The darc.parse module provides auxiliary functions to read robots.txt, sitemaps and HTML documents. It also contains utility functions to check if the proxy type, hostname and content type if in any of the black and white lists.

darc.parse._check(temp_list)[source]

Check hostname and proxy type of links.

Parameters

temp_list (List[darc.link.Link]) – List of links to be checked.

Returns

List of links matches the requirements.

Return type

List[darc.link.Link]

Note

If CHECK_NG is True, the function will directly call _check_ng() instead.

darc.parse._check_ng(temp_list)[source]

Check content type of links through HEAD requests.

Parameters

temp_list (List[darc.link.Link]) – List of links to be checked.

Returns

List of links matches the requirements.

Return type

List[darc.link.Link]

darc.parse.check_robots(link)[source]

Check if link is allowed in robots.txt.

Parameters

link (darc.link.Link) – The link object to be checked.

Returns

If link is allowed in robots.txt.

Return type

bool

Note

The root path of a URL will always return True.

Extract links from HTML document.

Parameters
  • link (darc.link.Link) – Original link of the HTML document.

  • html (Union[str, bytes]) – Content of the HTML document.

  • check (bool) – If perform checks on extracted links, default to CHECK.

Returns

List of extracted links.

Return type

List[darc.link.Link]

darc.parse.get_content_type(response)[source]

Get content type from response.

Parameters

response (requests.Response.) – Response object.

Returns

The content type from response.

Return type

str

Note

If the Content-Type header is not defined in response, the function will utilise magic to detect its content type.

darc.parse.match_host(host)[source]

Check if hostname in black list.

Parameters

host (str) – Hostname to be checked.

Returns

If host in black list.

Return type

bool

Note

If host is None, then it will always return True.

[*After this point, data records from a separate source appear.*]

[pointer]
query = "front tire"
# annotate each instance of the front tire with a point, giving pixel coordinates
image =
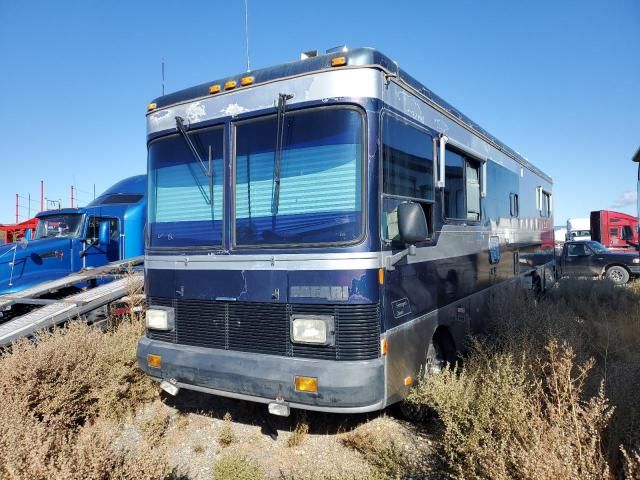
(618, 275)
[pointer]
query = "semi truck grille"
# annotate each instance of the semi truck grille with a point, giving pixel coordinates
(264, 328)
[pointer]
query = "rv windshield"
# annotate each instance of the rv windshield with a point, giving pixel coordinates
(319, 199)
(185, 202)
(59, 226)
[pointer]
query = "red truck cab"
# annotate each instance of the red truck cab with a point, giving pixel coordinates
(614, 230)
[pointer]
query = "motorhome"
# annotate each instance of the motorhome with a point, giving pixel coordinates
(320, 231)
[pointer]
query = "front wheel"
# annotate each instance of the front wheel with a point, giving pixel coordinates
(618, 275)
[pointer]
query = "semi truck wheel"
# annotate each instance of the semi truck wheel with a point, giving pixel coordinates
(618, 275)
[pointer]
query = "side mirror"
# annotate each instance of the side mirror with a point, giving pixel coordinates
(104, 233)
(412, 223)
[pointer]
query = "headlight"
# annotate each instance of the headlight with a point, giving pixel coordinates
(315, 329)
(160, 318)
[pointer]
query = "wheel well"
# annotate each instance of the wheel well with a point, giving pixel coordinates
(444, 340)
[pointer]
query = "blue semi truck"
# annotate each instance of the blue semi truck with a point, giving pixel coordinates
(68, 240)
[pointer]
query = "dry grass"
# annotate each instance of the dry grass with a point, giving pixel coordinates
(61, 398)
(548, 392)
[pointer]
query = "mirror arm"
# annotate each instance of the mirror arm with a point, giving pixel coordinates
(391, 260)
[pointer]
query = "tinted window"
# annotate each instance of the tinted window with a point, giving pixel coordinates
(320, 182)
(408, 160)
(546, 204)
(118, 198)
(577, 250)
(93, 229)
(473, 191)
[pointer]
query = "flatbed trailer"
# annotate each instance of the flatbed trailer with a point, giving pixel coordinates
(121, 279)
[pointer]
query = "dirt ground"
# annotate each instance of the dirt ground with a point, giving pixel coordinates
(196, 434)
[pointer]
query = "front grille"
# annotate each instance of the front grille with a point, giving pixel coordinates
(264, 328)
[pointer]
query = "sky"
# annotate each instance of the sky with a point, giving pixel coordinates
(557, 81)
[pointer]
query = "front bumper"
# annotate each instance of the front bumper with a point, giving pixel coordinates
(346, 387)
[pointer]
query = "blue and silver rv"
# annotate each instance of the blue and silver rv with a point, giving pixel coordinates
(68, 240)
(318, 231)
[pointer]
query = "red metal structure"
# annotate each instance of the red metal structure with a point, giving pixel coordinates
(614, 229)
(14, 232)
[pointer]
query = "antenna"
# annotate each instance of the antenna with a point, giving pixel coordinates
(246, 31)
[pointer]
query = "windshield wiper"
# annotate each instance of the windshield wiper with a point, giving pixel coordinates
(183, 131)
(282, 106)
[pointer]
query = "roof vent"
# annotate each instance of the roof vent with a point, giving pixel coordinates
(341, 48)
(308, 54)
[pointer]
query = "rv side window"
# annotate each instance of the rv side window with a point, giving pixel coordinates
(513, 197)
(461, 194)
(407, 172)
(93, 227)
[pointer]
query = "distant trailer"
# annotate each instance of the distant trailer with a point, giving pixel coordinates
(614, 229)
(15, 232)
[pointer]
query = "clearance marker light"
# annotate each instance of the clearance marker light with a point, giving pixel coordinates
(154, 361)
(338, 61)
(307, 384)
(384, 346)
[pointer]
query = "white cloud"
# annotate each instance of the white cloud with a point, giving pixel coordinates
(625, 200)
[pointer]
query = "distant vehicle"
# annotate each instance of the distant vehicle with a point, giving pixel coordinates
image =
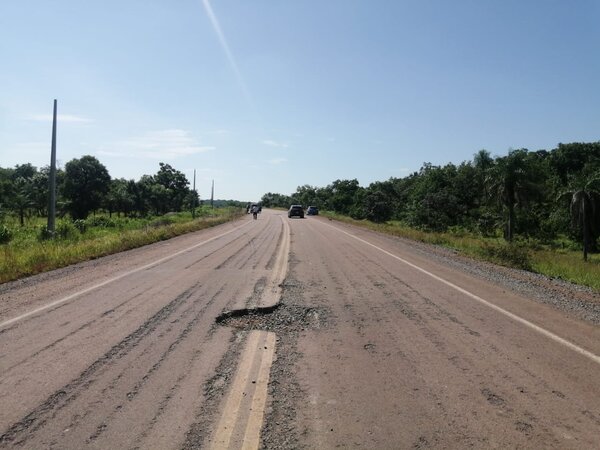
(296, 210)
(250, 206)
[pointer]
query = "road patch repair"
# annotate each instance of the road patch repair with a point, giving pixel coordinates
(261, 325)
(262, 328)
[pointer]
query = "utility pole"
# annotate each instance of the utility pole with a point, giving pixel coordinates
(195, 195)
(52, 178)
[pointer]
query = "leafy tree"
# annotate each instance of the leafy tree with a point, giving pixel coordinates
(175, 184)
(377, 203)
(512, 183)
(585, 212)
(86, 183)
(342, 195)
(118, 198)
(21, 198)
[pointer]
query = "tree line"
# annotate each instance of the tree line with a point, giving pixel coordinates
(540, 194)
(85, 186)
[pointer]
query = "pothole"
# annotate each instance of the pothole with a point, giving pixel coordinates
(279, 318)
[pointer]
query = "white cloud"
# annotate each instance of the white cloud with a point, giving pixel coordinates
(276, 144)
(158, 145)
(276, 161)
(61, 118)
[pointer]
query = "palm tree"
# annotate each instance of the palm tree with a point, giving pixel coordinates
(512, 182)
(585, 212)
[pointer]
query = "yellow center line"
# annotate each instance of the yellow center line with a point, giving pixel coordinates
(245, 405)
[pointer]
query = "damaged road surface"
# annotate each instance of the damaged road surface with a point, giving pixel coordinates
(293, 334)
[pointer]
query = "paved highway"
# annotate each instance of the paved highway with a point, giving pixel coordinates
(332, 337)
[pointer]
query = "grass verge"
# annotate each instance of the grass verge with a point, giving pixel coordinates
(21, 259)
(564, 264)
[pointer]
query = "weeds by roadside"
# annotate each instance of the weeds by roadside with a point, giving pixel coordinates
(553, 260)
(28, 252)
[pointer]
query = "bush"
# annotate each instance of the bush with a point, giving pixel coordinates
(81, 225)
(514, 255)
(100, 221)
(66, 230)
(5, 234)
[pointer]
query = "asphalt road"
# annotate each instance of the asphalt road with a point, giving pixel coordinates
(358, 342)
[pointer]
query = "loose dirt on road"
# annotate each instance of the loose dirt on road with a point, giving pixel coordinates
(378, 343)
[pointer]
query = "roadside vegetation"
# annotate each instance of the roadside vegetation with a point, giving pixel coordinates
(561, 259)
(537, 211)
(30, 251)
(97, 215)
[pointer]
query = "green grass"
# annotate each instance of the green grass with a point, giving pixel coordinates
(561, 260)
(26, 254)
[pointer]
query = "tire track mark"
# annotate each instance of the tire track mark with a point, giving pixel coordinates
(22, 430)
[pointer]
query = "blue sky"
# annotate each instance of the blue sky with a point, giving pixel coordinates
(266, 95)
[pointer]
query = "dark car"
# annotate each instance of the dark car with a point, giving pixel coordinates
(296, 210)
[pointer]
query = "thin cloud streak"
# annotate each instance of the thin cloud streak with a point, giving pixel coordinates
(271, 143)
(225, 46)
(277, 161)
(158, 145)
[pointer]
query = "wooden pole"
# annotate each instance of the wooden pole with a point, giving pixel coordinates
(52, 178)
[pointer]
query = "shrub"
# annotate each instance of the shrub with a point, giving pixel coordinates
(514, 255)
(5, 234)
(66, 230)
(81, 225)
(100, 221)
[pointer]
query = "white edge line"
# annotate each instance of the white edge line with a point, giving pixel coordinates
(111, 280)
(525, 322)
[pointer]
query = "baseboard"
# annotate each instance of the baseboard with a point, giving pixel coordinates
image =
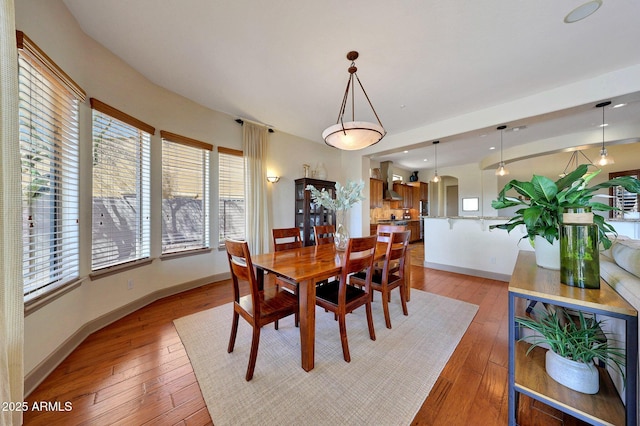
(468, 271)
(44, 368)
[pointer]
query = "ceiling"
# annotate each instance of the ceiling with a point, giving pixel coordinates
(283, 63)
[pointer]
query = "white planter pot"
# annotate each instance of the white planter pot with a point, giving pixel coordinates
(572, 374)
(547, 255)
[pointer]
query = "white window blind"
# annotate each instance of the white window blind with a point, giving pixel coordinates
(185, 193)
(231, 194)
(48, 131)
(121, 187)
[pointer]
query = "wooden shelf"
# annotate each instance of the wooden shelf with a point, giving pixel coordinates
(544, 284)
(530, 283)
(531, 378)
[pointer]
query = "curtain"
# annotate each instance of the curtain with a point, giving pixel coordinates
(254, 147)
(11, 297)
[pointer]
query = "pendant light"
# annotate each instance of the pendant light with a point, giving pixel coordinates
(605, 158)
(502, 170)
(573, 163)
(436, 178)
(352, 135)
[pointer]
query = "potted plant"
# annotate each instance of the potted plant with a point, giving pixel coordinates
(573, 344)
(346, 197)
(543, 202)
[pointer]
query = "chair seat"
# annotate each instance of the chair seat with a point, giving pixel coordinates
(376, 278)
(329, 292)
(277, 305)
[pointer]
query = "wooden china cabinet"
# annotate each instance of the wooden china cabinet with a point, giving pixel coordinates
(309, 214)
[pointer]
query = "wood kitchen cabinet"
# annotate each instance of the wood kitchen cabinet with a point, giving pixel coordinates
(308, 214)
(375, 193)
(420, 193)
(406, 192)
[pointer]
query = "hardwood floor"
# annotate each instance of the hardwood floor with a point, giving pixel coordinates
(136, 371)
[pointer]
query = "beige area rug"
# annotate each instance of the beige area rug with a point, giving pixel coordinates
(385, 383)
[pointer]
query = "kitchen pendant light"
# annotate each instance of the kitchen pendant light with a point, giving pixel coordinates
(573, 163)
(353, 135)
(502, 170)
(605, 158)
(436, 178)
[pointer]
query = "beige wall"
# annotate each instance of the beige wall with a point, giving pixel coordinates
(105, 77)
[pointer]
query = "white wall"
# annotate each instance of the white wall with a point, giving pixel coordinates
(105, 77)
(468, 246)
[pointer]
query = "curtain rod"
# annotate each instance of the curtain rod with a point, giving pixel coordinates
(240, 121)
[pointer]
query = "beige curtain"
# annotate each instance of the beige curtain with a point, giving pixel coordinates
(254, 147)
(11, 298)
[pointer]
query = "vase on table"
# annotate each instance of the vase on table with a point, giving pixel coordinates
(579, 255)
(341, 236)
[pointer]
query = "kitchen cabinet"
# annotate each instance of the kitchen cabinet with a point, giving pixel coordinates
(375, 193)
(530, 283)
(420, 193)
(414, 227)
(406, 192)
(309, 214)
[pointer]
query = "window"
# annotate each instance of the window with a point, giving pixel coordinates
(48, 131)
(185, 193)
(231, 194)
(121, 151)
(627, 202)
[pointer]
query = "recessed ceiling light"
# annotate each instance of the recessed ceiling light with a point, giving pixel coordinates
(582, 11)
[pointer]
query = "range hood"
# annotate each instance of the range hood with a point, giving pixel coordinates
(387, 186)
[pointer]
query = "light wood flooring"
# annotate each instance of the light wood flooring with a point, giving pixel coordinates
(136, 371)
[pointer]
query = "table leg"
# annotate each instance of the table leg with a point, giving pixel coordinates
(307, 294)
(407, 276)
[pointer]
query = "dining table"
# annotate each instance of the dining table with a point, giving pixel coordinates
(306, 266)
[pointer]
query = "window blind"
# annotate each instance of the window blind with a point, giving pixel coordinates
(48, 132)
(231, 194)
(121, 187)
(185, 193)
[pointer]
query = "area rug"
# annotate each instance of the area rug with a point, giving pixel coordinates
(385, 383)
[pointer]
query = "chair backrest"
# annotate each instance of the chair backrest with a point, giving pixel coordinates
(396, 251)
(384, 231)
(323, 234)
(286, 239)
(358, 257)
(241, 268)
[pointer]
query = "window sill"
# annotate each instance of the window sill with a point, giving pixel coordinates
(100, 273)
(35, 301)
(185, 253)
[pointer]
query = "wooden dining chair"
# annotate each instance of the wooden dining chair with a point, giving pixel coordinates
(324, 234)
(389, 277)
(286, 239)
(386, 230)
(383, 232)
(342, 298)
(258, 308)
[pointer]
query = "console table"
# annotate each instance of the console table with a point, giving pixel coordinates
(527, 374)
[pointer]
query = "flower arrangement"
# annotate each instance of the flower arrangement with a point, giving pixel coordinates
(346, 196)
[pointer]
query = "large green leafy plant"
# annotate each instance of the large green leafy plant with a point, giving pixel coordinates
(543, 202)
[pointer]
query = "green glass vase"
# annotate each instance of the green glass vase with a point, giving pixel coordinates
(579, 255)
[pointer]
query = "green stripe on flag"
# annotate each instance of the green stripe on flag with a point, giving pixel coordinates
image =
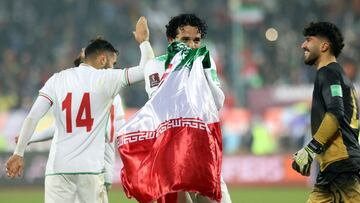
(336, 90)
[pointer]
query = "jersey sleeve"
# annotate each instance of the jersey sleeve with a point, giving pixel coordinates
(114, 80)
(48, 90)
(332, 92)
(38, 110)
(136, 74)
(44, 135)
(214, 84)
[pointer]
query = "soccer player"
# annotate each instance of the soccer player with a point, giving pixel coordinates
(116, 120)
(334, 120)
(80, 98)
(190, 29)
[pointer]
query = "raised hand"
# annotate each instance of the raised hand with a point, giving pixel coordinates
(14, 166)
(141, 32)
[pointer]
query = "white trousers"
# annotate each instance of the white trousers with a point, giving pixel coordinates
(192, 197)
(79, 188)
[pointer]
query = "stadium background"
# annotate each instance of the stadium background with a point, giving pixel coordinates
(255, 43)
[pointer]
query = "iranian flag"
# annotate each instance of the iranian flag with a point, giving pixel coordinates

darc.parse.match_mime(mime)[source]

Check if content type in black list.

Parameters

mime (str) – Content type to be checked.

Returns

If mime in black list.

Return type

bool

darc.parse.match_proxy(proxy)[source]

Check if proxy type in black list.

Parameters

proxy (str) – Proxy type to be checked.

Returns

If proxy in black list.

Return type

bool

Note

If proxy is script, then it will always return True.